The Inconfessable Orgies of Emmanuelle
was of course a title the distributors liked since any movie with the name Emmanuelle in the title was saleable. The movie does take the original Emmanuelle story as a kind of very vague jumping-off point. There is a woman in the movie and she is married to a diplomat, who happens to be a scion of the nobility. But in the original script she was called Ann Marie, not Emmanuelle.

The movie is narrated by the Marquesa de Altuna (Tony to his friends), a young nobleman who strongly disapproves of the sexual licentiousness he sees around him. We get the feeling that he’s a young man who thinks Spain should return to traditional values. That doesn’t stop him from operating a very profitable strip club.

Tony tells us that Maxim (Muriel Montossé) and her husband Andreas (Antonio Mayans) live in a house not far from his own home. Maxim and Andreas are enjoying a sort of second honeymoon, Andreas having forgiven Maxim for her numerous sexual indiscretions. They are madly in love, like a couple of teenagers.


Trouble appears on the horizon when Emmanuelle and Andreas, in company with their older lesbian friend Pia (Carmen Carrión), head off to Tony’s nightclub.

A stripper named Maria (Ida Balin) is performing a very hot strip-tease routine at Tony’s nightclub. She asks if any man in the audience would like to join her onstage. Maxim, who is very drunk, encourages Andreas to do but he refuses. So Maxim goes in his place. Maxim and the stripper have a good time together having oral sex onstage. Andreas, humiliated, spits the dummy and storms out.

Maybe it wasn’t a great idea for Maxim to then go home with the lesbian Pia but she does so anyway.


The theme of the movie is sexual freedom, how much sexual freedom is worth and whether the price is worth paying. Emmanuelle likes her sexual freedom. If she wants to make love, with whomever it is that she wants to make love with at the time, then she does so. Andreas struggles with this. That’s a problem for Emmanuelle because she really does love him. She doesn’t want to hurt him. But she wants her freedom. She has to choose between being a traditional faithful wife and being free. Andreas will have to decide if he can accept the idea of allowing her to be free or not.

Tony has his struggles as well but they’re played mostly for comedy. Franco is having fun with Tony’s absurd aristocratic pretensions and his hypocritical belief in traditional values. He believes in the traditional virtues but he’s not only living with a stripper he also has sex with Emmanuelle. He needs to accept that Maria may be a stripper and she may sleep around but he’s in love with her. He cannot accept being in love with such a wanton woman. He tells us that he’s fond of her, almost as fond as he is of his dog.
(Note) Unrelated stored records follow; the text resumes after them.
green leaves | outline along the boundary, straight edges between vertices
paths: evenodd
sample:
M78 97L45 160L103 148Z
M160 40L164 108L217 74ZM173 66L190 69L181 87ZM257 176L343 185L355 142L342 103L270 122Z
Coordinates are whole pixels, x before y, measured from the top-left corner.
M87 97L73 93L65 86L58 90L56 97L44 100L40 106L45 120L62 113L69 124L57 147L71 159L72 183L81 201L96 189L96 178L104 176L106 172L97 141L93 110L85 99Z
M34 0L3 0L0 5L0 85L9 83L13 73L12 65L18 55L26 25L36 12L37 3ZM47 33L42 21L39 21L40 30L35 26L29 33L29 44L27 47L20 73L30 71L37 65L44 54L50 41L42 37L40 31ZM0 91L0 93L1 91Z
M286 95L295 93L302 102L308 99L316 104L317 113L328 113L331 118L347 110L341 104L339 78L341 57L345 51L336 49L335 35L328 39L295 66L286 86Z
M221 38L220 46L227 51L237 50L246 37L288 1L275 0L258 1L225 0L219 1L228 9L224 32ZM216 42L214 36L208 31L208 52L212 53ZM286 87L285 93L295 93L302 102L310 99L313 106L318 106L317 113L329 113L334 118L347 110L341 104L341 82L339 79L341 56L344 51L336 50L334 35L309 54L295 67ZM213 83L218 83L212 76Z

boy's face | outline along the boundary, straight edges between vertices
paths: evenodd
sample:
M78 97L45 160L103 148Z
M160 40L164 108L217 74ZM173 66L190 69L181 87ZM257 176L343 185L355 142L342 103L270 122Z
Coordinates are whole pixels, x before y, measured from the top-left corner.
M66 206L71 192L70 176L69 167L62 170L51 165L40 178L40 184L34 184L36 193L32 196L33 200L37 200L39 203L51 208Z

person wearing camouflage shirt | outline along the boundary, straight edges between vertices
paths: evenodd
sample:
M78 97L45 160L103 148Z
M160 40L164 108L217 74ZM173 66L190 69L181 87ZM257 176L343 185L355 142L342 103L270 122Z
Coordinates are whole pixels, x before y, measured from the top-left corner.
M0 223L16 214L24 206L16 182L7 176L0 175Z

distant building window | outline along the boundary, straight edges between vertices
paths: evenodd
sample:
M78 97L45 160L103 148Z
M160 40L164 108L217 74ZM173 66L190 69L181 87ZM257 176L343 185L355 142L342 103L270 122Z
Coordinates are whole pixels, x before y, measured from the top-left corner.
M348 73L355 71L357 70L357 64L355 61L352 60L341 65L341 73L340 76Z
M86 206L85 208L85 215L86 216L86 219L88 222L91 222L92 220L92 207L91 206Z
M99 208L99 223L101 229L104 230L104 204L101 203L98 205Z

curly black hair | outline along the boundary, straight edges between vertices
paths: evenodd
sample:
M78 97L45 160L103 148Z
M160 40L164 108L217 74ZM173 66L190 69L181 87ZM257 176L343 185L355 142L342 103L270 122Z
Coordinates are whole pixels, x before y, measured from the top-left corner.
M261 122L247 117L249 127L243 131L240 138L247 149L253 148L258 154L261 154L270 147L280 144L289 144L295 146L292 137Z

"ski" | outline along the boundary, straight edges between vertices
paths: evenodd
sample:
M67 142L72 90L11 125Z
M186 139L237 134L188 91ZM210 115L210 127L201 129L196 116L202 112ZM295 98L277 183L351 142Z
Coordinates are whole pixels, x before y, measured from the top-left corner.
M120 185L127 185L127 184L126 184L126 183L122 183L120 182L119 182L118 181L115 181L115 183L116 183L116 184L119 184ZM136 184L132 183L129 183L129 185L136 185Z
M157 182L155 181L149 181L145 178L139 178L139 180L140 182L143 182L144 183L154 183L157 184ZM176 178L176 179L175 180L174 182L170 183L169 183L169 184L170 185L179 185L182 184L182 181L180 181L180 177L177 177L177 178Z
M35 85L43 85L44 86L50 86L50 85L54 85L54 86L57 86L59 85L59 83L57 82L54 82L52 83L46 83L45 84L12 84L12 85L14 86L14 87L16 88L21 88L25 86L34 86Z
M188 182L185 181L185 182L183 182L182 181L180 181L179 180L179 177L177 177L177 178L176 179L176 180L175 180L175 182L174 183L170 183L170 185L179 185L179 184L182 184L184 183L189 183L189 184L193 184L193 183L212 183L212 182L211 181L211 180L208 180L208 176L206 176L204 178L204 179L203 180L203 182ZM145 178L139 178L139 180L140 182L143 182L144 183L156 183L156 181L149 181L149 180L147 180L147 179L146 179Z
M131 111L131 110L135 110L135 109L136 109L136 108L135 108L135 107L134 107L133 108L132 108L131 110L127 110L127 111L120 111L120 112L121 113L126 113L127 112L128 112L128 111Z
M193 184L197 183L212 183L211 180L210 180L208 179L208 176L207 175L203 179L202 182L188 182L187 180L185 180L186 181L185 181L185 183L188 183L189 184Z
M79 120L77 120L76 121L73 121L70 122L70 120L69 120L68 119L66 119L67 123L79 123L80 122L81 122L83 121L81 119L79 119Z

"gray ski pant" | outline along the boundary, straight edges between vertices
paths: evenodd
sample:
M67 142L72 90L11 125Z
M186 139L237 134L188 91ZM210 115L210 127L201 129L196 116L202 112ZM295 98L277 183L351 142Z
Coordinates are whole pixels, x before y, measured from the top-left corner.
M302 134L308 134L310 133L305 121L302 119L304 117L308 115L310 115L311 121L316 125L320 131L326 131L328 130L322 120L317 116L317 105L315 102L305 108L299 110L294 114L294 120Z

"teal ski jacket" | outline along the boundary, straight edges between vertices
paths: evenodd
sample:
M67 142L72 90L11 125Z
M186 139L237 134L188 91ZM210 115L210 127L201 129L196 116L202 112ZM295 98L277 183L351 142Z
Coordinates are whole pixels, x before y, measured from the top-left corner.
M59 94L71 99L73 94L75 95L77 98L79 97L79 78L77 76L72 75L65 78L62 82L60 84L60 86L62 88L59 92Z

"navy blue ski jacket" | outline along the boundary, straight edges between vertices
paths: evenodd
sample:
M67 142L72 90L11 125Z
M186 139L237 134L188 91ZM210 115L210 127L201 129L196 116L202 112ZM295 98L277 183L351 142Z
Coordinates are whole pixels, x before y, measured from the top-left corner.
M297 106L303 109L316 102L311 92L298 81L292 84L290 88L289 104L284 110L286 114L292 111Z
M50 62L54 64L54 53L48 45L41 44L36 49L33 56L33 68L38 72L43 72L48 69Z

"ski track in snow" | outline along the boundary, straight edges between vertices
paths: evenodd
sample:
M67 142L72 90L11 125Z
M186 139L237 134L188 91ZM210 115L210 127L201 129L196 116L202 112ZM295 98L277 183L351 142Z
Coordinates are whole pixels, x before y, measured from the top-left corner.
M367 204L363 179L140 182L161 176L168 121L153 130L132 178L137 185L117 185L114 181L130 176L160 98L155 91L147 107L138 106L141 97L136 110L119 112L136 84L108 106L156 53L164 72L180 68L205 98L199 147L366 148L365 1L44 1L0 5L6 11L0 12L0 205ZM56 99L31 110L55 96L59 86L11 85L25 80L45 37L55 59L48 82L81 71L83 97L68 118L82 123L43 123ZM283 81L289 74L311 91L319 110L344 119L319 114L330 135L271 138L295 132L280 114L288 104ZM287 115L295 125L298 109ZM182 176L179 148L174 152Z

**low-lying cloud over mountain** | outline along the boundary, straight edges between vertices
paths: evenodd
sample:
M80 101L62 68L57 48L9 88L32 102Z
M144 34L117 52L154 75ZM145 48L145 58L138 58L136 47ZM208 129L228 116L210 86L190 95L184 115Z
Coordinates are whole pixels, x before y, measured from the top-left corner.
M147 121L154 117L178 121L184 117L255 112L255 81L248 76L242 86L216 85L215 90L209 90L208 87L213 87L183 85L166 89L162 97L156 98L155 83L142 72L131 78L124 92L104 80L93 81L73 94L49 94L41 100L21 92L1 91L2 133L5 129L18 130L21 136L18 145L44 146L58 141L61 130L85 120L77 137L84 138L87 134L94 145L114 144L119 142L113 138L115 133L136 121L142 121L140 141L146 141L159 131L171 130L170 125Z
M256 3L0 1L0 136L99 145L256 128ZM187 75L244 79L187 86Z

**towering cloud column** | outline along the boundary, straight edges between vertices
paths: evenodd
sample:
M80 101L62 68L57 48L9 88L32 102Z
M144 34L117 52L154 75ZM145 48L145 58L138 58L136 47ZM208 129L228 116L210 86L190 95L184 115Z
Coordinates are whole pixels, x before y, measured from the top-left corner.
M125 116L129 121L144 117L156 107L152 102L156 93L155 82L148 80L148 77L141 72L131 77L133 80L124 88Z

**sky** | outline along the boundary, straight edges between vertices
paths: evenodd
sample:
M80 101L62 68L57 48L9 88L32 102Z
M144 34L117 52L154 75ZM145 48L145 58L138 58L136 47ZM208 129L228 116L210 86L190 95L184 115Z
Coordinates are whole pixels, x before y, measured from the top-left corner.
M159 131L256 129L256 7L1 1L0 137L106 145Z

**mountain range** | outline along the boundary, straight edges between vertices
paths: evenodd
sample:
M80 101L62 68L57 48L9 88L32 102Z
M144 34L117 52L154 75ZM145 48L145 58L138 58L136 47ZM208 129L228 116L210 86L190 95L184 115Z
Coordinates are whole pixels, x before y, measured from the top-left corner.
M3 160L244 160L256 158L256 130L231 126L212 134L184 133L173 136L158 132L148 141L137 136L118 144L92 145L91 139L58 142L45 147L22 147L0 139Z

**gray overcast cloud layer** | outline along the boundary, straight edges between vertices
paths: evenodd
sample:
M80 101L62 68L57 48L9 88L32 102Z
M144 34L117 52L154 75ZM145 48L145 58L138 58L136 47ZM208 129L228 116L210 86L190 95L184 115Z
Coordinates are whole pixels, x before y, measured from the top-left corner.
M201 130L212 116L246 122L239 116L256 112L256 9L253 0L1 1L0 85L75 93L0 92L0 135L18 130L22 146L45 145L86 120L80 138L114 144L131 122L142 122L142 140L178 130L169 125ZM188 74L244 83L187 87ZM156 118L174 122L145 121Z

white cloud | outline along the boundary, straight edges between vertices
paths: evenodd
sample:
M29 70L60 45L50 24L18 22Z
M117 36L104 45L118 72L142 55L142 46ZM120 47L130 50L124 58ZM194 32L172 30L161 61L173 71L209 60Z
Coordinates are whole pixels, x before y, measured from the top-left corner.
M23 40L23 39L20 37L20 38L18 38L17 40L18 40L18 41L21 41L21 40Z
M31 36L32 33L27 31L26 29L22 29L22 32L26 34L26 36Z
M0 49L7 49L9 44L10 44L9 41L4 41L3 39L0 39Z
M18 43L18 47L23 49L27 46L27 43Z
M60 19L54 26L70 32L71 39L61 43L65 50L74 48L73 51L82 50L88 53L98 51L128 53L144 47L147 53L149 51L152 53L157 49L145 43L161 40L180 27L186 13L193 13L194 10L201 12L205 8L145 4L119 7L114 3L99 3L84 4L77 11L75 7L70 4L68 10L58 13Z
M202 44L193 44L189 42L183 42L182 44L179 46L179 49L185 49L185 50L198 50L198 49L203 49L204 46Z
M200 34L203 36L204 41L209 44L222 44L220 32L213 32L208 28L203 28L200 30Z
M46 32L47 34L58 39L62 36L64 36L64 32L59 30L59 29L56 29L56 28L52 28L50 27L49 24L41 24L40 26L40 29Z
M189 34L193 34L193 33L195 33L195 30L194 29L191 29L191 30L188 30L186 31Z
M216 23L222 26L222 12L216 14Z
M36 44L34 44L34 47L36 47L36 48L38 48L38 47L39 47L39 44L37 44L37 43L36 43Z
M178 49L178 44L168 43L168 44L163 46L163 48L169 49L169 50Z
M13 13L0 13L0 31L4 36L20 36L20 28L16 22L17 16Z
He’s more fond of his dog because his dog is a pedigree dog whereas Maria is just (in his mind) a slut of the streets. But Maria is his best chance of happiness.


There’s nothing terribly profound here. This is Franco in a fairly lighthearted mood. Some of the characters are absurd but they’re not evil. They’re just struggling to figure out how to live. This movie is closer in tone to a sex comedy than to Franco’s Sadeian movies. He’s being playful. Emmanuelle and Andreas have sex in a wax museum, with John Wayne in wax effigy looking on disapprovingly. Franco has once again demonstrated his uncanny ability to find bizarre but fascinating modernist locations in which to shoot. There’s an absolutely amazing crazy house.

Franco wasn’t trying to make a cinematic masterpiece here but it is a reasonably interesting look at the issue of sexual freedom, and an amusing and acerbic glimpse into the mindset of the traditional values crowd.

The DVD includes as interview with Franco who is, as always, amusing and opinionated.

The Inconfessable Orgies of Emmanuelle is a deceptively simple rather witty look at sexual mores. Recommended, but as I’ve stated in the past I think it’s better to immerse yourself in 70s Franco before tackling his 80s output which has a slightly different feel.